Accurate forecasting of photovoltaic (PV) power is crucial for ensuring the safe and stable operation of power systems. However, the practical implementation of forecasting systems often faces challenges due to missing real-time historical power data, typically caused by sensor malfunctions or communication failures, which substantially hamper the performance of existing data-driven time-series forecasting techniques. To address these limitations, this study proposes a novel day-ahead PV forecasting approach based on similar-day analysis, i.e., SN-Transformer-BiMixer.

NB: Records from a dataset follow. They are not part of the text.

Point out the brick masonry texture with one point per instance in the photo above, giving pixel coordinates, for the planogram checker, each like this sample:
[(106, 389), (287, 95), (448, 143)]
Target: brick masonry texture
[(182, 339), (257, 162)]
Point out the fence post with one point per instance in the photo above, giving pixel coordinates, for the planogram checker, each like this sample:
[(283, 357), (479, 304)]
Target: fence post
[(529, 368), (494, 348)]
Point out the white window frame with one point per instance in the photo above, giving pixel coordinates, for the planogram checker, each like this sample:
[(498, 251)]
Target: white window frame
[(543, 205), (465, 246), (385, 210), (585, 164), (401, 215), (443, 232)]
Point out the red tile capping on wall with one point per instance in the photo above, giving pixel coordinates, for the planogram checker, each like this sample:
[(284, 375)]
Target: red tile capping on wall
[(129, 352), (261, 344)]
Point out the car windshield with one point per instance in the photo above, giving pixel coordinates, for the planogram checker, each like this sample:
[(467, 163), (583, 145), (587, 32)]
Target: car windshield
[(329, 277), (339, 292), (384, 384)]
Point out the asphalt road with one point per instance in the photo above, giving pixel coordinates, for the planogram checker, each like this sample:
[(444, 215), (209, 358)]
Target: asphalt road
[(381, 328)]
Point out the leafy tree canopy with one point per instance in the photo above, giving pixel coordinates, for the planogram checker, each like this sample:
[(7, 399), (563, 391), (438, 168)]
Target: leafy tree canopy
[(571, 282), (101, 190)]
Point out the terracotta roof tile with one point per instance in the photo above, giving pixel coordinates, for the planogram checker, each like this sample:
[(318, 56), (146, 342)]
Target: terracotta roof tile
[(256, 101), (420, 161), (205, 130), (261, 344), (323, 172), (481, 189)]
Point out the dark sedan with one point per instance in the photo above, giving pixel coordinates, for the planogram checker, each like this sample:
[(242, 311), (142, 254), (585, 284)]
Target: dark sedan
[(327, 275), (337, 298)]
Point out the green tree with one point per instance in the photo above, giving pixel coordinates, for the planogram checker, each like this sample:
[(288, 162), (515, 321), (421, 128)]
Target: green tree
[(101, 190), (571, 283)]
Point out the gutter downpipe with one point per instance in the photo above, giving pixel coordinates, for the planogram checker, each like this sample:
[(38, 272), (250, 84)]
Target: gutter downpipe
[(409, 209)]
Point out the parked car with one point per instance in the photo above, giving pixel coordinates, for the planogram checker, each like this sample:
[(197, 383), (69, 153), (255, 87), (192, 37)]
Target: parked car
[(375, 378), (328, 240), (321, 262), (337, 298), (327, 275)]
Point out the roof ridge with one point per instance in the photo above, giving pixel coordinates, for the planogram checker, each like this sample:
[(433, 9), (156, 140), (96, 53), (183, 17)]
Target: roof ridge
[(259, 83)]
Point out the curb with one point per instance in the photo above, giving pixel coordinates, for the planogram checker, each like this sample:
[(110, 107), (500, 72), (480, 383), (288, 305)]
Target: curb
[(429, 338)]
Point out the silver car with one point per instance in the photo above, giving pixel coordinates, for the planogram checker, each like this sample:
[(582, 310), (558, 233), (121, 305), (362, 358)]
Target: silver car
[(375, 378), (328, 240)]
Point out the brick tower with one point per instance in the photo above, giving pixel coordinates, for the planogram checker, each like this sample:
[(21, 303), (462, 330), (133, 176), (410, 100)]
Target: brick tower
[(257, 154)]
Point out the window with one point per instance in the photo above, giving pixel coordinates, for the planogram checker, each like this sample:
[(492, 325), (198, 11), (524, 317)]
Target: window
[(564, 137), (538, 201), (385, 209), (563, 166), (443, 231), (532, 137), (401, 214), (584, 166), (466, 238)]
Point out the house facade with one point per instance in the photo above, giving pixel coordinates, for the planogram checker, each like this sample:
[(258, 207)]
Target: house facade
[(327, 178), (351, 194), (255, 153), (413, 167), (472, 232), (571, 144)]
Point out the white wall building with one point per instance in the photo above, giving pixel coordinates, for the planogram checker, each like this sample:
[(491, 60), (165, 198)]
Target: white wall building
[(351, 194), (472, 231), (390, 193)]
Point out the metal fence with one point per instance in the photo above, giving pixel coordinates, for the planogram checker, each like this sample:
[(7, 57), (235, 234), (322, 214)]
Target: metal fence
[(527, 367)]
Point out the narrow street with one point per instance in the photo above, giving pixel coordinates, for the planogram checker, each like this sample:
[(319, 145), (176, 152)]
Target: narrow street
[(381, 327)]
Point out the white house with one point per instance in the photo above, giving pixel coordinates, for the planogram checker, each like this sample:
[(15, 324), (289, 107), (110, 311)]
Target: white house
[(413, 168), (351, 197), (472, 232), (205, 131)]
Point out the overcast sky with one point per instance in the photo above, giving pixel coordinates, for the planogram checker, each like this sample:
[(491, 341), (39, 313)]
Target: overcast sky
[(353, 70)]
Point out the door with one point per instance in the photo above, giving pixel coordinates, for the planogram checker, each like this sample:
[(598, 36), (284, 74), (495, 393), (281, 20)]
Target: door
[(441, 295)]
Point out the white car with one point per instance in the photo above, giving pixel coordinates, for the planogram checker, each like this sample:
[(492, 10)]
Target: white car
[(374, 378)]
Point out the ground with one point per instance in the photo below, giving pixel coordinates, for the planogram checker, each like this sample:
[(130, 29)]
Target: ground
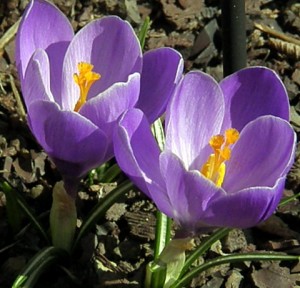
[(115, 253)]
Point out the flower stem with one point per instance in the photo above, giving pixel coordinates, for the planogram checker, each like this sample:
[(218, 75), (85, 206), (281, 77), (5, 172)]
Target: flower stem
[(232, 259), (234, 35), (201, 249), (155, 273)]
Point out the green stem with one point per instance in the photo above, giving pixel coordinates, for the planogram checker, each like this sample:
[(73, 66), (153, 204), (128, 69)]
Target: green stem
[(234, 35), (155, 273), (232, 259), (111, 173), (99, 211), (162, 233), (203, 247)]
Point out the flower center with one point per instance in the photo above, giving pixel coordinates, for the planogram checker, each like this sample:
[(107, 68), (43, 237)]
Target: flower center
[(84, 79), (214, 168)]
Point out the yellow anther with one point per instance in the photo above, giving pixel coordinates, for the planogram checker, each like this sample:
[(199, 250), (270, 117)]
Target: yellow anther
[(215, 168), (231, 135), (225, 153), (84, 79), (216, 141)]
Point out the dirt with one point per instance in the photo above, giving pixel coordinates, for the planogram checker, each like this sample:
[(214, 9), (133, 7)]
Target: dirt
[(116, 252)]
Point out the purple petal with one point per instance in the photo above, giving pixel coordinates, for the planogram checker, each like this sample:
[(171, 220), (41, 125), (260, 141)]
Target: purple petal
[(262, 155), (74, 143), (189, 193), (195, 113), (253, 92), (105, 109), (37, 79), (162, 69), (43, 26), (245, 208), (109, 44), (137, 152)]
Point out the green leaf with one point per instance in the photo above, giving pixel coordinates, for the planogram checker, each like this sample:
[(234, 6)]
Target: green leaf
[(63, 218), (203, 247), (111, 173), (38, 264), (23, 206), (233, 258), (13, 211), (143, 31), (100, 209)]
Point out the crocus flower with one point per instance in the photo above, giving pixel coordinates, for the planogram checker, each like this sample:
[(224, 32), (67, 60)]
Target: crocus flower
[(76, 87), (228, 149)]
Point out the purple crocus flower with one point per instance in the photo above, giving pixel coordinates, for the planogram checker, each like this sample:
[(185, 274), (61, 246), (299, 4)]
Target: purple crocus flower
[(76, 87), (228, 149)]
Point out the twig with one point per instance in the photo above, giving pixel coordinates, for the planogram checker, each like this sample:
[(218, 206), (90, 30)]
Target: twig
[(234, 35), (276, 34)]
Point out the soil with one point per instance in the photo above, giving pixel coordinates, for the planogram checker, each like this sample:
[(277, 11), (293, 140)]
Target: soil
[(116, 251)]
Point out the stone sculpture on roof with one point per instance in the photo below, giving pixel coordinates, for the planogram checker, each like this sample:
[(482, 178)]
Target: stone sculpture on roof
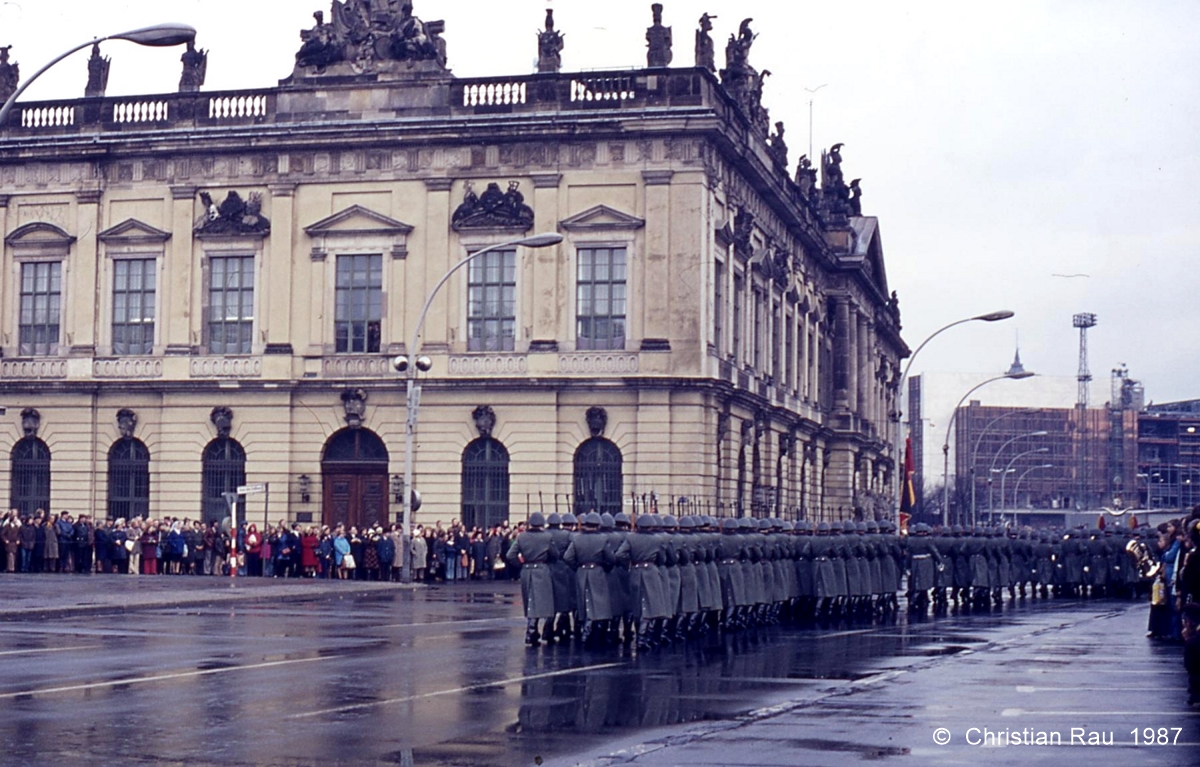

Specifically, a Siamese network (SN) is employed to identify patterns analogous to the target day within a historical power dataset accumulated over an extended period, considering its superior ability to extract discriminative features and quantify similarities. By identifying similar historical days from multiple time scales using SN, a baseline generation pattern for the target day is established to allow forecasting without relying on real-time measurement data. Subsequently, a transformer model is used to refine these similar temporal curves, yielding improved multi-scale forecasting outputs. Finally, a bidirectional mixer (BiMixer) module is designed to synthesize similar curves across multiple scales, thereby providing more accurate forecast results. Experimental results demonstrate the superiority of the proposed model over existing approaches. Compared to Informer, SN-Transformer-BiMixer achieves an 11.32% reduction in root mean square error (RMSE). Moreover, the model exhibits strong robustness to missing data, outperforming the vanilla Transformer by 8.99% in RMSE.